In fact, the moniker is an understatement, as there are a total of 188 000 lakes in Finland. From the metropolitan area around Helsinki all the way up to Inari in Lapland, Finland is filled with oases of the clean blue.
Finns feel certain closeness to the element of water, and it is a source of livelihood for many. Lakeland in Eastern Finland is where Saimaa, the country’s greatest lake, is situated. It is home to the Saimaa ringed seal, one of the most endangered species in the world, and nestles several cities on its shores.
Lakeside cottage – the Finnish getaway
In the summer, Finns retreat to lakeside cottages. Holidays are spent with friends and families away from the hustle and bustle of the city. Boating, canoeing, fishing, barbecuing and the inevitable sauna and swimming are standard things to do while unwinding at the lake.
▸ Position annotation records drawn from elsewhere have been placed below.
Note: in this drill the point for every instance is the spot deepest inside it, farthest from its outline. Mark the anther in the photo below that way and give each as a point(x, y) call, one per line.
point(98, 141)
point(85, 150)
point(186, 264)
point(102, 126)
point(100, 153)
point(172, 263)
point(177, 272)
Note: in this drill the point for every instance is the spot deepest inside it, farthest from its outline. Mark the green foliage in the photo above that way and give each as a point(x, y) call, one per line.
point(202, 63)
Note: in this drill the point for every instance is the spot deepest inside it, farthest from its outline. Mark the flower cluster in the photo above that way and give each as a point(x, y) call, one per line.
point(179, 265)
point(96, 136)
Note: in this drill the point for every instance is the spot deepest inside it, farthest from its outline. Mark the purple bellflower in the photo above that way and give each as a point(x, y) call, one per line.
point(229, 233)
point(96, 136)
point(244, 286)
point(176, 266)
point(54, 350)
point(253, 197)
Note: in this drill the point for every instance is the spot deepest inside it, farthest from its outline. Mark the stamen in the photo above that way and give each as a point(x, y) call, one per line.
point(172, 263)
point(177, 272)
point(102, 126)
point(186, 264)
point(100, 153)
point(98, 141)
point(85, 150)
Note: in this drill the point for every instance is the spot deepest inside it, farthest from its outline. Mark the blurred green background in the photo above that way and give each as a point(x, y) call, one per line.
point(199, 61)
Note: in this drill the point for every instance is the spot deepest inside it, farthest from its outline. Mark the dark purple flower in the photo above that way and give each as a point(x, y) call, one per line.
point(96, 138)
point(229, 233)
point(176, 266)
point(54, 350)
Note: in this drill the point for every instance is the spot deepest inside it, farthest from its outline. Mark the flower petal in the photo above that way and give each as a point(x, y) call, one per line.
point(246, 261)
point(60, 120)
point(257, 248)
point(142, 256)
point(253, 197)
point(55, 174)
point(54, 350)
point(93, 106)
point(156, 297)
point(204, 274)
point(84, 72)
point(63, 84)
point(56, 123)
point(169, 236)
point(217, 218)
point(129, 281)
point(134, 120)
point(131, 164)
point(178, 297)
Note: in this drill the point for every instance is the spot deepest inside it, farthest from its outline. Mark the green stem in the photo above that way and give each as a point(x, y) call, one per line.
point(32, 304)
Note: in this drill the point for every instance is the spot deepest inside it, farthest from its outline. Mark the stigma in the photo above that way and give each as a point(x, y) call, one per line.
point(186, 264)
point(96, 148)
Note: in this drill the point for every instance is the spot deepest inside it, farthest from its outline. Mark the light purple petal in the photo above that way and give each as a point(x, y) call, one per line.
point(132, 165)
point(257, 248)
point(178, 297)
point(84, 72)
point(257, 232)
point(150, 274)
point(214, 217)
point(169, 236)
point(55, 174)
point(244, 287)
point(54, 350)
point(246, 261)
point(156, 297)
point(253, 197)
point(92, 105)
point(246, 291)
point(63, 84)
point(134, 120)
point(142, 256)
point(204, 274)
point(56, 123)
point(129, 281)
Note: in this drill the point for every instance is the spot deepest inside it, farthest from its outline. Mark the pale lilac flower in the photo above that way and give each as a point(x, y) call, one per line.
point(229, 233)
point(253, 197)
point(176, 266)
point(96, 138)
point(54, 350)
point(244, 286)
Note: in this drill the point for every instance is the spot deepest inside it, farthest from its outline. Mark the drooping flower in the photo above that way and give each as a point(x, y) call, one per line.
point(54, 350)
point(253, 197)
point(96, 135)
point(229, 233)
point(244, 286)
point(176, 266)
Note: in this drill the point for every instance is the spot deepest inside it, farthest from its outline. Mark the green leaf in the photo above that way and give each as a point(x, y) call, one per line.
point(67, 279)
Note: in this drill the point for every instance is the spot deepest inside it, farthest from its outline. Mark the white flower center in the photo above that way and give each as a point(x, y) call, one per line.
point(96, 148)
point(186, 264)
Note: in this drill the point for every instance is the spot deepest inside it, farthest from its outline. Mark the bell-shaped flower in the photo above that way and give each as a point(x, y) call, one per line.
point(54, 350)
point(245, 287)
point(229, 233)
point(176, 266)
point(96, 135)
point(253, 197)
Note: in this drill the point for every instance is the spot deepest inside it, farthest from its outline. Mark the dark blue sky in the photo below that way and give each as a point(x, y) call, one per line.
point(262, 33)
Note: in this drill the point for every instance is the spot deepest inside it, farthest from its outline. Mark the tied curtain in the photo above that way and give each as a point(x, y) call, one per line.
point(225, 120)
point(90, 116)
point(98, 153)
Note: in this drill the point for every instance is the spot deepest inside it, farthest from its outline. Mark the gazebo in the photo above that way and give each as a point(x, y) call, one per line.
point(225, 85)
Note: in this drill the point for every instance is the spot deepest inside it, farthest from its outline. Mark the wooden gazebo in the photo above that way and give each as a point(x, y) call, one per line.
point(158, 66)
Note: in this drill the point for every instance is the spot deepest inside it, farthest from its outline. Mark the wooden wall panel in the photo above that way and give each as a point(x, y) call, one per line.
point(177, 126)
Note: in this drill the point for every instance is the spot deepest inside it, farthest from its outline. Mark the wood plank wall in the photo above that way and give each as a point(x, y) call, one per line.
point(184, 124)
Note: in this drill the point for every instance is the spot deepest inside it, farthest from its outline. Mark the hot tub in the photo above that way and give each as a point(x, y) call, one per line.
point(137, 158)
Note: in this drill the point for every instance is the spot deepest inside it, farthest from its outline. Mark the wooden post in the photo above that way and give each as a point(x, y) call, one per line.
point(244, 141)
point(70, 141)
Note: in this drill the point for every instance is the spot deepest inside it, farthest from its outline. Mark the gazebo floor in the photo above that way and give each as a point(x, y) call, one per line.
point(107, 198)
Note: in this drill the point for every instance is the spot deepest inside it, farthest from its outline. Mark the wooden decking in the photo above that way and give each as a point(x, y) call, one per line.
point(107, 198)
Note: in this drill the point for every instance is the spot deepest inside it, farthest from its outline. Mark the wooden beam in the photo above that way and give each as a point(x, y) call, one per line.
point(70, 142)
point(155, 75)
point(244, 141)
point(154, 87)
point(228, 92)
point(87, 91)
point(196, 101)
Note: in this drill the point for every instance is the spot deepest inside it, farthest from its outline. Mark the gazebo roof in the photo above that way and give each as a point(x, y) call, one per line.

In the winter, frozen lakes work as ice skating or snowmobile tracks. Ice fishing is also a popular activity, especially when the sun comes out in the spring. For those looking for a more extreme experience, dipping in a hole in the ice might just tickle your fancy.
A precious resource
Clean water is something Finns have always taken for granted. In today’s world, it is getting increasingly scarce and Finns appreciate their privileged position. Protecting waters is a national concern and a cause that crosses party boundaries on a governmental level.
In the rush and crush of modern life, the rarities are what we value most, such as space, quiet and time. The space to breathe, a time to dream… you can find these treasures in Finland, where the lakes are many and the people are few.